The Federal-State Joint Board on Universal Service issued long-awaited recommendations for reforming the Universal Service Fund late Tuesday that generally followed an outline released in September. The goal of the wide- ranging group of proposals is to reform the high-cost portion of the USF, which subsidizes service in rural areas. The FCC has a year to act on the recommendations.
The AT&T-Dobson Communications merger order could have long-term effects on the wireless marketplace, creating as it does a new, higher screen level for when a merger raises market power concerns, industry officials said. The order (CD Nov 16 p10) states that with the addition of 700 MHz spectrum to be auctioned next year, a merged carrier can hold up to 94 MHz of spectrum in a given market without triggering more detailed FCC review. The previous standard was 70 MHz.

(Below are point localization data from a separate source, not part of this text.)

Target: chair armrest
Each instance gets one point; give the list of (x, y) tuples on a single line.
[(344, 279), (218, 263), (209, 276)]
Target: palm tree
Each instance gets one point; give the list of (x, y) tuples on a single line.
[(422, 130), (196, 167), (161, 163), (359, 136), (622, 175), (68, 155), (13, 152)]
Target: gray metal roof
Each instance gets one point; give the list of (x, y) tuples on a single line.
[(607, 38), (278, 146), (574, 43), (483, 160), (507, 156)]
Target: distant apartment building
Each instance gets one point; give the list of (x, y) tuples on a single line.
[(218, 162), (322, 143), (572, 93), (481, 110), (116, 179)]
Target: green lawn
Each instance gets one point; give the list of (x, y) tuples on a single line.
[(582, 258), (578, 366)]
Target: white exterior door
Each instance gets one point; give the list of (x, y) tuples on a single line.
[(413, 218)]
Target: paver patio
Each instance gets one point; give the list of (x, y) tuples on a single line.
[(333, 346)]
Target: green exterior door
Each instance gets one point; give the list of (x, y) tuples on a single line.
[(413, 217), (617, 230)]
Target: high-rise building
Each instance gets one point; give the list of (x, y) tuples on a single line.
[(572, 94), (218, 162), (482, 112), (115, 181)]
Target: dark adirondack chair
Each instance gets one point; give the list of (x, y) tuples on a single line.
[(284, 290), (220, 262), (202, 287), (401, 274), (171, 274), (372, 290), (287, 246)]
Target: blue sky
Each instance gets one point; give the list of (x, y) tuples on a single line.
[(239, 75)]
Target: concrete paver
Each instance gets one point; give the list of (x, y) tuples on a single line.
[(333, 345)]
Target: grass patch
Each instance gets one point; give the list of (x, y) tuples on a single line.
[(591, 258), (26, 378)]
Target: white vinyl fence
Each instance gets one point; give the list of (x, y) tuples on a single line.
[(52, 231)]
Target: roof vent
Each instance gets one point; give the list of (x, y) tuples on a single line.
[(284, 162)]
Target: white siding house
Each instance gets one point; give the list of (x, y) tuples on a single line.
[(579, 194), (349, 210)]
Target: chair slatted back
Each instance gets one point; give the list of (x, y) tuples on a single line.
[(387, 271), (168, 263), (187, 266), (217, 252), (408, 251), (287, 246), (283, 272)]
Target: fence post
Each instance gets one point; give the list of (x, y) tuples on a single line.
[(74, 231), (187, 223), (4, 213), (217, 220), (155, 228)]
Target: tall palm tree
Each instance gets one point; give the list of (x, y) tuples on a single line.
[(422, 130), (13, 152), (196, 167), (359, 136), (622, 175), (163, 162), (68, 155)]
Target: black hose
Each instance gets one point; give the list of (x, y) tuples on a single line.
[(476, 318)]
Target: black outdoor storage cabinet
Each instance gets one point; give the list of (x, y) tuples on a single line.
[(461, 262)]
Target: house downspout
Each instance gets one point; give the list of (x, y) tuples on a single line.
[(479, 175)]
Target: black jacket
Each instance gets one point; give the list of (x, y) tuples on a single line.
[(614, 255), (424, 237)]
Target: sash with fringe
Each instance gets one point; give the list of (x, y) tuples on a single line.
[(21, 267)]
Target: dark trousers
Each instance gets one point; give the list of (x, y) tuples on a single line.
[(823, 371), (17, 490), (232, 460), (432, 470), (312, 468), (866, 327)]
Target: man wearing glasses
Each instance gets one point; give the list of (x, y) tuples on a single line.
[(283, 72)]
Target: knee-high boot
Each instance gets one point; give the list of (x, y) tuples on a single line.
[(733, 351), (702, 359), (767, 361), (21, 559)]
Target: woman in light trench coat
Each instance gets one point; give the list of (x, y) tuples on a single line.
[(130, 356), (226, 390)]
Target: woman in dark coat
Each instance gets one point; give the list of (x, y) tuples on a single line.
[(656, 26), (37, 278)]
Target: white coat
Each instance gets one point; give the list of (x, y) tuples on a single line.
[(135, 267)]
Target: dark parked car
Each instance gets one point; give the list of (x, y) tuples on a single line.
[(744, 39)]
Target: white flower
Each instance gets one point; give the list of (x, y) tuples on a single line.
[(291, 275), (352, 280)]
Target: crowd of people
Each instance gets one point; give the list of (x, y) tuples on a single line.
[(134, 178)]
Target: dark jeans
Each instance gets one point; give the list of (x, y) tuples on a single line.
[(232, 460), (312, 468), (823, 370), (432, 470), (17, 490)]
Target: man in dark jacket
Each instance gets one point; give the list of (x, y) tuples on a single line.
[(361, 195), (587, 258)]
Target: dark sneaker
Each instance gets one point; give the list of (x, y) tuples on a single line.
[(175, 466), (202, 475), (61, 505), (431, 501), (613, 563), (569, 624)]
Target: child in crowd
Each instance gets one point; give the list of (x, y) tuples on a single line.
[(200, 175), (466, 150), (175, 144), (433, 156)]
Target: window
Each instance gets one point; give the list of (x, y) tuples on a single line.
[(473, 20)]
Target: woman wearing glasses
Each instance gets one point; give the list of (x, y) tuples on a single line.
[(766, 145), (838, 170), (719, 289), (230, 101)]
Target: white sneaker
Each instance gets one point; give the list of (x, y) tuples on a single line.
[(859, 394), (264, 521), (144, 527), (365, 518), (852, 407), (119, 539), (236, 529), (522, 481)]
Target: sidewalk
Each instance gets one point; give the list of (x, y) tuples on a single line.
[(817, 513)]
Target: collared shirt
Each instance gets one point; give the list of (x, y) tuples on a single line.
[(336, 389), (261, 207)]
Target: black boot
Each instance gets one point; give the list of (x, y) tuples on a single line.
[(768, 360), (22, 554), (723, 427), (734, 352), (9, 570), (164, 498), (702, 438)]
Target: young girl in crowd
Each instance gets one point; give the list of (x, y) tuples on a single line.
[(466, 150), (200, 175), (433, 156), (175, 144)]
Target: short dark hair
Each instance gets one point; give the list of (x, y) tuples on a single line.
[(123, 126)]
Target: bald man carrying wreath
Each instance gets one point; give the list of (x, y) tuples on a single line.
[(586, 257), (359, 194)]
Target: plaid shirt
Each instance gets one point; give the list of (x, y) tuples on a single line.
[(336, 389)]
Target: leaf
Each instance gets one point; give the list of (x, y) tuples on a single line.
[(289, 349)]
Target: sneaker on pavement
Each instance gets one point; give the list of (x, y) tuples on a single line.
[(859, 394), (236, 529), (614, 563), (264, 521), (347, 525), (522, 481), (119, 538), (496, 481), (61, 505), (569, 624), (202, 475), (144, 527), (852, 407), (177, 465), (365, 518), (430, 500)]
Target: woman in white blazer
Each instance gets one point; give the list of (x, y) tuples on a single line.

Sources said the provision was made part of the order at the suggestion of Wireless Bureau Chief Economist Walter Strack.
The Federal-State Joint Board for Universal Service has agreed to a permanent cap for the high cost part of the Universal Service Fund, most likely at 2007 levels, regulatory and industry sources said Wednesday. The proposal would also create separate funds for wireline, wireless and broadband.
More than 70 percent of Americans polled back capping the high-cost portion of the Universal Service Fund, and 62 percent oppose using USF subsidies to widen broadband access in rural areas, said Cap the Fund, a group opposing more USF spending. “This program requires us to trust the government not to throw money to services that could be better provided by non-subsidized companies,” said Mac Haddow of the Seniors Coalition, a Cap the Fund member.
The Federal-State Joint Board for Universal Service may be ready to present its long-term reform proposals to the FCC as soon as week’s end, said board co-chairman Ray Baum of the Oregon Public Utility Commission. Baum said he was “cautiously optimistic” about the timetable, although members are working on “final details” such as preparing their public statements on the recommendations. The proposal will be “close to the outline” the board released in September, Baum said in a phone conversation. The board had announced agreement then on key issues such as making USF subsidies available for broadband services and ending the equal support rule that gave competitive rural carriers the same level of subsidies as incumbents. Asked whether the recommendation will be unanimous, Baum said he didn’t know.
FCC Commissioners Robert McDowell and Jonathan Adelstein likely will come in for intense lobbying in coming weeks, as wireless carriers seek to beat a cap proposed for Universal Service Fund payments. The carriers want to know why they're getting special attention as the FCC tries to curb the fund.
FCC Chairman Kevin Martin has circulated an order and two notices of proposed rulemaking on Universal Service Fund reform, sources said. The items started circulating Oct. 26. The order, based on the Alltel merger order, would cap USF payments at June 2007 levels, unless a carrier filed cost data showing its per-line costs are less than the capped funding level. Martin also circulated two rulemakings. One would provide for reverse auctions for USF payments, the other would eliminate the identical support rule. The items could be taken up at the Nov. 16 FCC agenda meeting. The notices could prove touchy because they sidestep the Joint Board on Universal Service in making long-term changes, sources said Thursday. Ray Baum, an Oregon regulator who serves as state chairman of the joint board, told a CTIA conference last week he worries that the joint board’s work may come to naught. “We might not be able to get anything out,” he said.
The Justice Department cleared AT&T’s purchase of Dobson, but will require AT&T to sell assets in seven rural markets in Pennsylvania, Texas, Kentucky, Missouri, and Oklahoma and give up the Cellular One brand. The merger still must clear the FCC. FCC Chairman Kevin Martin has asked the FCC to set on Dobson the same Universal Service Fund cap imposed in the Alltel privatization (CD Oct 29 p1). Analyst firm Stifel Nicolaus doesn’t expect the FCC to set conditions other than the USF cap, it said in a research report.
BOSTON -- Prepare for more VoIP regulation as the FCC more often treats VoIP as it does traditional phone service, panelists said Tuesday at the VON conference. The VoIP industry must pay more heed to rules emerging at the federal, state and international levels, they said. “You need good legal counsel to navigate these kinds of things,” said VON Executive Director Jim Kohlenberger.
Telecommunications infrastructure in rural America could deteriorate unless the Universal Service Fund is overhauled to reduce growing payments to competitive eligible telecom carriers, said McLean & Brown. The consultants wrote and paid for the study, publicized by the Coalition to Keep America Connected, a rural telecom group backing a cap on payments to CETCs, which mainly are rural wireless providers. “Payments to CETCs have skyrocketed, growing by more than 1,000 percent in the past six years,” said the coalition. The report concluded that USF growth as a result of increases in the number of CETCs renders “the existing system unsustainable.”